The organizer of the Forum: László E. Szabó
(leszabo(a)phil.elte.hu)
--
L a s z l o E. S z a b o
Professor of Philosophy
DEPARTMENT OF LOGIC, INSTITUTE OF PHILOSOPHY
EOTVOS UNIVERSITY, BUDAPEST
http://phil.elte.hu/leszabo
Pléh Csaba e. tanár, BME Kognitív Tudományi Tanszéke
az ESF Standing Committee on the Humanities tagja
Dept of Cognitive Science BME
Budapest Egry József utca 1 T 502
H-1111 Hungary
főszerkesztő, Magyar Pszichológiai Szemle ed. chief, Hungarian Review of Psychology
http://www.akademiai.com/content/119727/
T., Fax: (36-1) 4631072 Mob: (36-30) 3493735
pleh(a)cogsci.bme.hu www.plehcsaba.hu
The CEU Department of Philosophy cordially invites you to a talk
(as part of its Departmental Colloquium series)
by
Magali Bessone (University of Rennes)
on
`The Roma group: issues of normative definition`
Tuesday, 28 February, 5.30 PM,
PLEASE NOTE LOCATION: Monument building Popper room
(9. Nádor str. 1st floor/102)
ABSTRACT
In the 2000’s, a “Roma question” seems to have emerged at the European
level, linked to the specific type of exclusion and discrimination that
the Roma population is supposed to endure not only in new, but also in
old, EU democracies. Specific European directives or recommendations
target the Roma minority, commonly considered as the biggest European
minority (around 12 million people). But if the Roma question seems
obvious and pressing, the “Roma” category is far from clear: if the Roma
minority is indeed a minority, what are the relevant criteria? Is it
ethnic, national, cultural, linguistic, racialized, etc.?
The answer to that question matters from an ontological and from a
normative points of view. First, from an ontological point of view, the
question becomes, who is the Roma group? That is: what type of category
is “Roma” and what is the referent for the category in folk and/or
scientific uses of the term? The answer to that question is fundamental
for two reasons: first, because it may lead us to considering new ways
of conceptualizing a distinctive “political” category. Our hypothesis is
that the Roma category is best understood outside of the classical
bipartition proposed by W. Kymlicka in a liberal multicultural
perspective (Multicultural Citizenship), which is largely the frame of
thought adopted by European officials. The Roma minority is neither a
national nor an ethnic minority. The Roma situation escapes the proposed
dichotomy, which is implicitly territorially based. The Frame Statute of
the Romani nation, designed by some Romani representatives in 2001,
points us towards a new tentative approach: the Roma category could be
grasped, in a distinctively constructionist perspective, as referring to
a political national group based on a culture of solidarity with all
vulnerable nations (P. Pettit, Republicanism), without a compact
territory and without a distinct homogenous given culture.
Second, the answer to the ontological question matters because it
specifies the answer to the normative one, which becomes: should we get
rid of the Roma category because it is an artificial creation of
neo-liberal managerial European institutions, or should we keep it
because it is the visible part of an important movement of collective
identification and mobilization against arbitrary domination? Indeed,
from the status of a group ensues the type of rights or exemptions the
group can legitimately demand (in the case of minorities, from various
poly-ethnic rights to the right of self-determination): what type of
right is legitimate for the Roma group as defined in the first section?

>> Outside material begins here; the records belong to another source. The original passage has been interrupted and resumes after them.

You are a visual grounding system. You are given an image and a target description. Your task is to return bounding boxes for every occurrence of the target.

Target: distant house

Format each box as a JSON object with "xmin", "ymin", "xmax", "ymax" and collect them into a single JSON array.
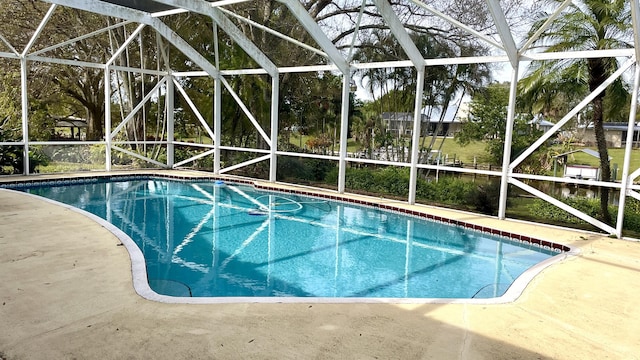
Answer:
[
  {"xmin": 382, "ymin": 112, "xmax": 427, "ymax": 136},
  {"xmin": 382, "ymin": 103, "xmax": 466, "ymax": 136},
  {"xmin": 527, "ymin": 115, "xmax": 555, "ymax": 132},
  {"xmin": 582, "ymin": 123, "xmax": 640, "ymax": 148}
]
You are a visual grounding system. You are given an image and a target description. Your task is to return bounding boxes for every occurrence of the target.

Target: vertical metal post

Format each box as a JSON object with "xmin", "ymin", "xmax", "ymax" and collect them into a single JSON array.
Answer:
[
  {"xmin": 213, "ymin": 21, "xmax": 222, "ymax": 174},
  {"xmin": 213, "ymin": 75, "xmax": 222, "ymax": 175},
  {"xmin": 498, "ymin": 64, "xmax": 519, "ymax": 219},
  {"xmin": 410, "ymin": 66, "xmax": 424, "ymax": 204},
  {"xmin": 269, "ymin": 75, "xmax": 280, "ymax": 182},
  {"xmin": 614, "ymin": 63, "xmax": 640, "ymax": 238},
  {"xmin": 20, "ymin": 54, "xmax": 30, "ymax": 175},
  {"xmin": 166, "ymin": 72, "xmax": 175, "ymax": 168},
  {"xmin": 338, "ymin": 70, "xmax": 351, "ymax": 193},
  {"xmin": 104, "ymin": 64, "xmax": 112, "ymax": 171}
]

More fundamentally, recognizing the political legitimacy of the Roma
group could lead us to renew our territorially-based notion of nation or
state. A whole new scale of justice could be suggested, at least at the
European level, by redefining the basic characteristics of the equal
partners (Member States) entitled to enter the deliberative process of
democratic decision- and norm-making. By contrast with (individualist)

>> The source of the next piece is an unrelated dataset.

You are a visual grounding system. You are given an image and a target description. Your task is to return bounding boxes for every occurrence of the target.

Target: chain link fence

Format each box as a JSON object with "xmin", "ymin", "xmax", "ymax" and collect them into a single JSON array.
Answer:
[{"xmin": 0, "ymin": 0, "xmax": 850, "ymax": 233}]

cosmopolitan thinkers, such as T. Pogge or R. Beitz, we do not claim
that political standing should be disembedded from national status,
since national borders fix arbitrary limits to political legitimacy.
Rather, we argue that political standing should be attributed to
nations, understood as non territorially-based political collective
agents. The Roma case is a unique opportunity to question the implicit
theoretical assumptions of our political Europe.